Manuscript received September 18, 2007; revised manuscript received November 29, 2007, accepted January 6, 2008.
* Reprint requests and correspondence: Dr. David J. Cohen, Saint Luke's Mid America Heart Institute, 4401 Wornall Road, Kansas City, Missouri 64111. (Email: dcohen{at}saint-lukes.org).
Objectives: We sought to define what incremental risk of very late stent thrombosis (VLST) in drug-eluting stents (DES) would outweigh the restenosis benefit.
Background: Although there are robust data on the restenosis benefit of DES versus bare-metal stents (BMS), the incremental risk of stent thrombosis, a rare but serious complication of percutaneous coronary intervention (PCI), is not known with certainty.
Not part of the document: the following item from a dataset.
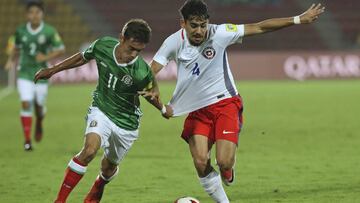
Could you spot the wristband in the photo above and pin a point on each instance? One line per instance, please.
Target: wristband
(163, 109)
(297, 20)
Methods: We developed a decision analytic Markov model comparing DES versus BMS strategies for a contemporary PCI population. Procedure-related morbidity and mortality data from published reports were used to derive the model probabilities. Over a range of incremental risk and duration of risk of VLST, we identified the net benefit of DES versus BMS in terms of quality-adjusted life expectancy (QALE).
Results: Under an assumption of equal stent thrombosis rates beyond 1 year, the DES strategy was superior to BMS in terms of QALE (16.262 vs. 16.248 quality-adjusted life years [QALYs], difference = 0.014). Under the alternative assumption of an incremental risk difference of 0.13%/year, the net benefit was substantially reduced (difference = 0.001 QALYs). The threshold excess risk of very late DES thrombosis compared with BMS, above which BMS would be the preferred strategy, was 0.14%/year (over 4 years of follow-up). This threshold increased as the population risk of restenosis increased and decreased as the vulnerable time window lengthened.
Conclusions: A small absolute increase in DES thrombosis compared with BMS after 1 year (>0.14%/year) would result in BMS being the preferred strategy for the overall PCI population. Larger clinical trials with longer follow-up are needed to estimate the risk of late stent thrombosis with greater certainty for existing and new DES.